Chapter 2. Understanding Hadoop Internals and Architecture
Hadoop is currently the most widely adopted Big Data platform, with a diverse ecosystem of applications and data sources for forensic evidence. An Apache Foundation framework solution, Hadoop has been developed and tested in enterprise systems as a Big Data solution. Hadoop is virtually synonymous with Big Data and has become the de facto standard in the industry.
As a new Big Data solution, Hadoop has experienced a high adoption rate by many types of organizations and users. Developed by Yahoo! in the mid-2000s—and released to the Apache Foundation as one of the first major open source Big Data frameworks—Hadoop is designed to enable the distributed processing of large, complex data sets across a set of clustered computers. Hadoop's distributed architecture and open source ecosystem of software packages make it ideal for speed, scalability, and flexibility. Hadoop's adoption by large-scale technology companies is well publicized, and many other types of organizations and users have come to adopt Hadoop as well. These include scientific researchers, healthcare corporations, and data-driven marketing firms. Understanding how Hadoop works and how to perform forensics on Hadoop enables investigators to apply that same understanding to other Big Data solutions, such as PyTables.
Performing Big Data forensic investigations requires knowledge of Hadoop's internals and architecture. Just as knowing how the NTFS filesystem works is important for performing forensics in Windows, knowing the layers within a Hadoop solution is vital for properly identifying, collecting, and analyzing evidence in Hadoop. Moreover, Hadoop is rapidly changing—new software packages are being added and updates to Hadoop are being applied on a regular basis. Having a foundational knowledge of Hadoop's architecture and how it functions will enable an investigator to perform forensics on Hadoop as it continues to expand and evolve.
With its own filesystem, databases, and application layers, Hadoop can store data (that is, evidence) in various forms—and in different locations. Hadoop's multilayer architecture runs on top of the host operating system, which means evidence may need to be collected from the host operating system or from within the Hadoop ecosystem. Evidence can reside in each of the layers. This may require performing forensic collection and analysis in a manner specific to each layer.

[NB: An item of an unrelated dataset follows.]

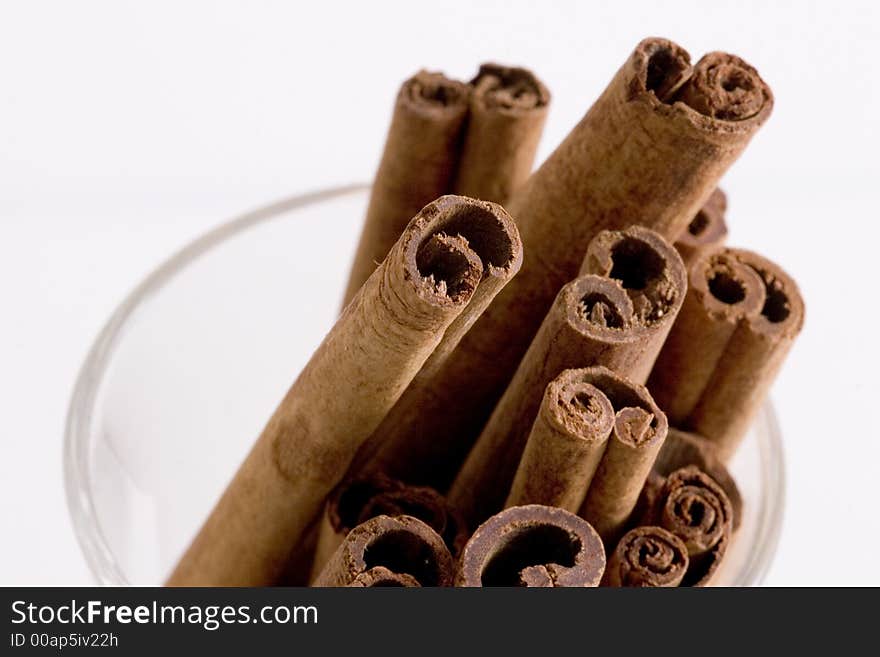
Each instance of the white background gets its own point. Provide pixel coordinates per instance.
(127, 129)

This chapter explores how Hadoop works. The following topics are covered in detail: Hadoop's architecture, files, and data input/output (I/O). This is done to provide an understanding of the technical underpinnings of Hadoop. The key components of the Hadoop forensic evidence ecosystem are mapped out, and how to locate evidence within a Hadoop solution is covered. Finally, this chapter concludes with instructions on how to set up and run LightHadoop and Amazon Web Services. These are introduced as the Hadoop instances that serve as the basis for the examples used in this book. If you are interested in performing forensic investigations, you should follow the instructions on how to install LightHadoop and set up an Amazon Web Services instance at the end of this chapter. These systems are necessary to follow the examples presented throughout this book.